Apps that I recommend to try:
Midnight – $2.39 A beautiful particle system that is controlled using your hand. Also plays music to add to the experience. Watch the video below:
Flocking – Free – Fish will follow you fingers on screen. Really nice and simple sensory application.
Airharp – $1.19 – exactly what it says, play a harp using you hands – nice interaction for simple cause and effect.
Vitrun Air – $3.59 – Simple game that involves moving a ball thorugh a range of obstacles with very easy controls.
I am impressed with the Leap and can see potential for it in an SEN setting as an enabling device that allows those with limited movement to be able to interact with a screen. Factors that will be important in the success of using this device are similar to all devices such as iPads, switches, Eygaze – positioning and app selection. Hopefully now that the Leap has been released, I am hoping that more developers will create content for it and I look forward to seeing what they develop for it.
Anthony Rhys (@trinityfieldsit) has setup a LeapSEN wiki which over the next couple of months we hope to fill with information about how to get the best out of the Leap for SEN students as part of the Gesture Based PLC group. For more information about this and other gesture based tech visit –http://kinectsen.wikispaces.com/
Over the last year, those who follow this blog, know that I have started to get involved in the use of gesture-based technology. This has been an exciting journey so far and has been fantastic to meet and work with so many like minded people like Anthony Rhys (@trinityfieldsict), Susan McCarthy (@LittleAngelsSch, @SusancMcCarthy), Andrew Walker (@andtomac), Ceri Williams (@cerirwilliams) and Keith Manville (@open_sen) to name a few.
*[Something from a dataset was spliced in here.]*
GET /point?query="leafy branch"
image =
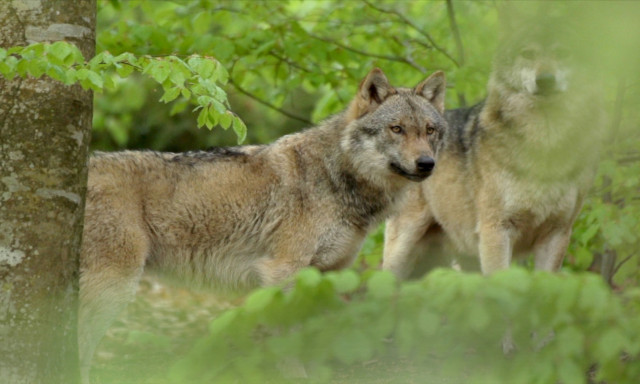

Today, at our school we had the opportunity to invite Hector Minto (@hminto) from Tobii and Lee Blemings (@sensoryguru) from SensoryGuru to run an EyeGaze Clinic with our students and staff at Oak Grove College. It was great to see our students use the technology in many different ways from eye control, to what I believe is more important, eye tracking. It certainly changes the playing field for assessing students as it allows you to see exactly where students are looking which is great tool for educators. By seeing where students are looking you can instantly talk about exactly what they are looking at and test their comprehension. When looking at EyeGaze, you instantly think about using it with PMLD students, but the system can be used for so much more than that. Below is an example of what can be done just using an Oxford reading tree book and eye tracking:
In addition there is more and more software becoming available starting at a sensory cause and effect level, up to choosing and communicating.
There were so many positive comments from staff with the majority saying ‘that is amazing’ and ‘so when are we getting one?’ Certainly I will be looking to get in our school as soon as possible!!